$90,000 FRAXA Research Grant
FRAXA Research Foundation has awarded a $90,000 research grant to Stanford University principal investigators Dr. Philippe Jacques Mourrain and Dr. Gordon Wang, along with postdoctoral fellow, Dr. Rochelle Coulson. They are evaluating additive effects of combinatorial drug treatments to correct a broad spectrum of deficits observed in Fragile X syndrome.
Gordon Wang, PhD
Philippe Jacques Mourrain, PhD
Rochelle Coulson, PhD
Total Funding to Stanford University to Date: $260,000
by Philippe Jacques Mourrain, PhD, and Gordon Wang, PhD
Fragile X syndrome is caused by the absence of a single protein (FMRP) and is the leading genetic cause of intellectual disability, affecting millions of children worldwide. The loss of FMRP does not produce a singular deficit throughout the brain, but rather a complex array of changes across many brain regions and throughout development.
New therapeutic strategies have immense potential for the improvement of FXS patient quality of life, however there is currently no single therapy that targets the full array of deficits observed throughout the brain. The overall objective of this proposal is to evaluate the additive effects of combinatorial drug treatments to correct a broader spectrum of deficits observed in FXS.
We will achieve this goal through a combination of molecular and imaging techniques, and will take advantage of the unique strengths of both mouse brain and human cell culture models. Through this approach, we will create a map of changes in the brains of both mice and humans caused by loss of FMRP and in response to treatment.

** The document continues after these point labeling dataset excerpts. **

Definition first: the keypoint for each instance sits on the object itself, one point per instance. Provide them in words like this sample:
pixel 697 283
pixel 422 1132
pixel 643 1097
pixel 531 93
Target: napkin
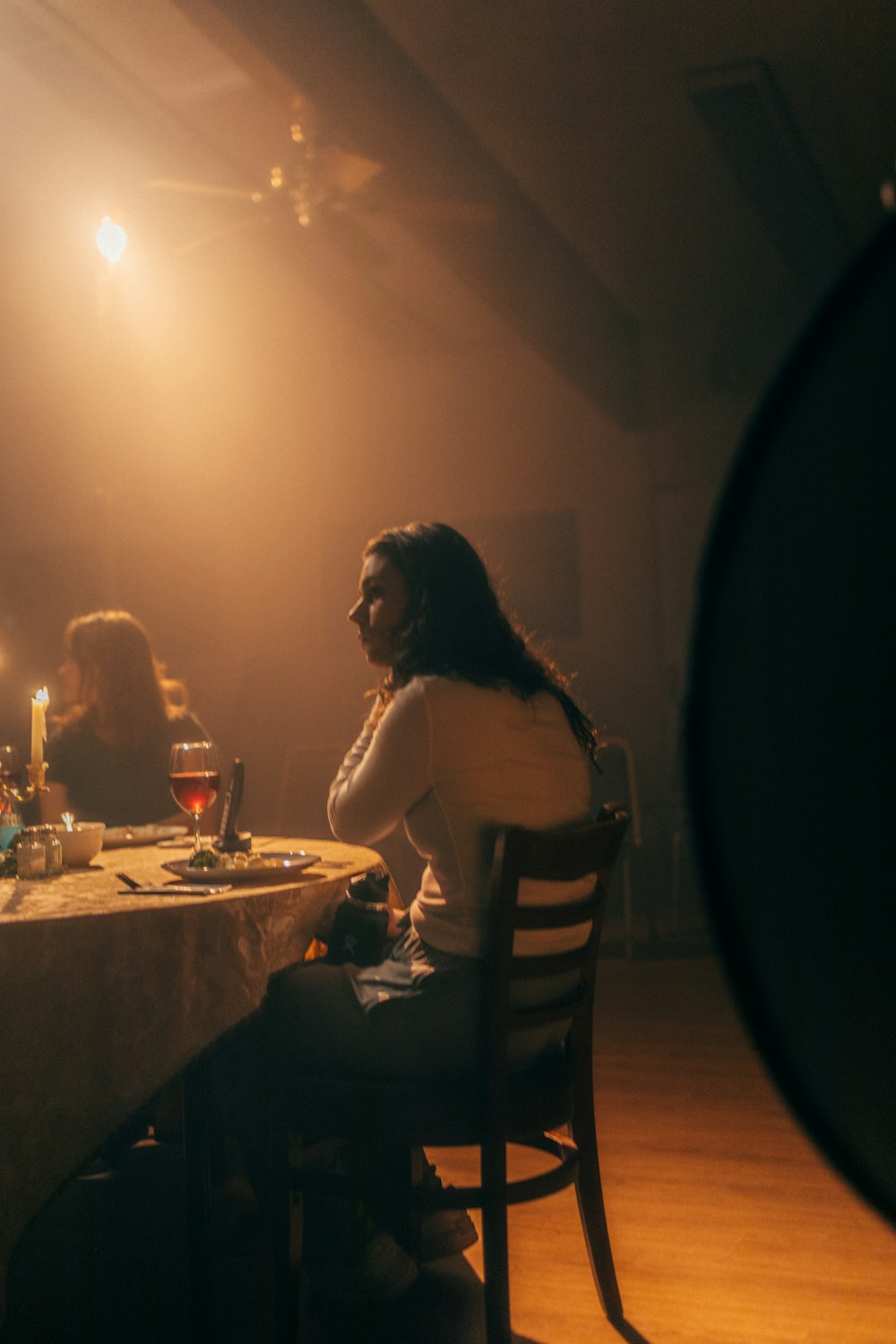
pixel 177 889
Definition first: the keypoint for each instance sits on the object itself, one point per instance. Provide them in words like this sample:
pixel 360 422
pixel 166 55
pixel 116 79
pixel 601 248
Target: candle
pixel 39 703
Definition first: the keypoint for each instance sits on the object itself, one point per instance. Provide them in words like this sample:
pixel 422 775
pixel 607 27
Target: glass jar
pixel 38 852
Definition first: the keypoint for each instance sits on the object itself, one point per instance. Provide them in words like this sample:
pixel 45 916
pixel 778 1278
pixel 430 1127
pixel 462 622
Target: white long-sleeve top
pixel 452 760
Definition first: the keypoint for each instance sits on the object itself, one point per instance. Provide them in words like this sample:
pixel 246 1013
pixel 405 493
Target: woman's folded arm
pixel 386 771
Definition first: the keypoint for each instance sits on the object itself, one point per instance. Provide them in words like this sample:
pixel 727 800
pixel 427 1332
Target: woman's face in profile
pixel 379 609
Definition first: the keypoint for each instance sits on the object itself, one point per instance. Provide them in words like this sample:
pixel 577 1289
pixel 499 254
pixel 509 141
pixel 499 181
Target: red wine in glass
pixel 195 779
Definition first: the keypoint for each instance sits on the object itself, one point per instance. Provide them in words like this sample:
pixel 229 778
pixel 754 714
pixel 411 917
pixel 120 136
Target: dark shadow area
pixel 790 726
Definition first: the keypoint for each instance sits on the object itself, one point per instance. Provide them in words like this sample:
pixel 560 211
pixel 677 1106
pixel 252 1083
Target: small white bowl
pixel 80 844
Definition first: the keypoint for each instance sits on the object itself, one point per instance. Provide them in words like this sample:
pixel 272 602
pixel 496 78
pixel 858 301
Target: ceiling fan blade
pixel 346 172
pixel 206 239
pixel 438 209
pixel 199 188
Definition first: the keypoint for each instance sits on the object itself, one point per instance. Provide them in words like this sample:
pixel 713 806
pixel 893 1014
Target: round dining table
pixel 107 995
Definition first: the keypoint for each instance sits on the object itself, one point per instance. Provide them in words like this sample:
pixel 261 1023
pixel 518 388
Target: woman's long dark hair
pixel 454 625
pixel 124 687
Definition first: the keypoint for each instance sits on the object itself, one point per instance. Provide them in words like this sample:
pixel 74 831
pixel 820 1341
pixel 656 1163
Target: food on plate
pixel 228 862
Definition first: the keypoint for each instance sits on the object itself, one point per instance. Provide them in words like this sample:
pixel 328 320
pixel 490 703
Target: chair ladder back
pixel 547 857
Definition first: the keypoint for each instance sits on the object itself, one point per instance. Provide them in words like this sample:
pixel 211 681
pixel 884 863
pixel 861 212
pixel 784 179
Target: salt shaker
pixel 38 852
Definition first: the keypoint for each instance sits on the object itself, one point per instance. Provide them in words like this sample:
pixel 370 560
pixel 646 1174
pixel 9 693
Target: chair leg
pixel 592 1214
pixel 495 1244
pixel 196 1142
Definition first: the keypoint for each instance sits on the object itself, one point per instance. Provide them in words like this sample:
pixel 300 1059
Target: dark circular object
pixel 790 726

This will improve the translational value of the mouse model by providing an accurate measure of how it reflects the abnormalities observed in the human brain.
We will further evaluate the effects of promising drug combinations in human cells from FXS patients, to identify improvements in cellular pathways that underlie the deficits observed in the brain. Importantly, we will assess promising treatments for the development of tolerance, which has proven to be a critical issue in the development of long-term therapeutic approaches.
The use of human FXS cells will improve the clinical significance of our study, allowing us to quickly test a large number of drug combinations in the context of actual patient conditions. Moreover, this analysis opens the possibility that drugs are not tied to a single disease, but to specific deficits, and that a combinatorial approach can be devised to target the array of deficits observed for any neurological disease.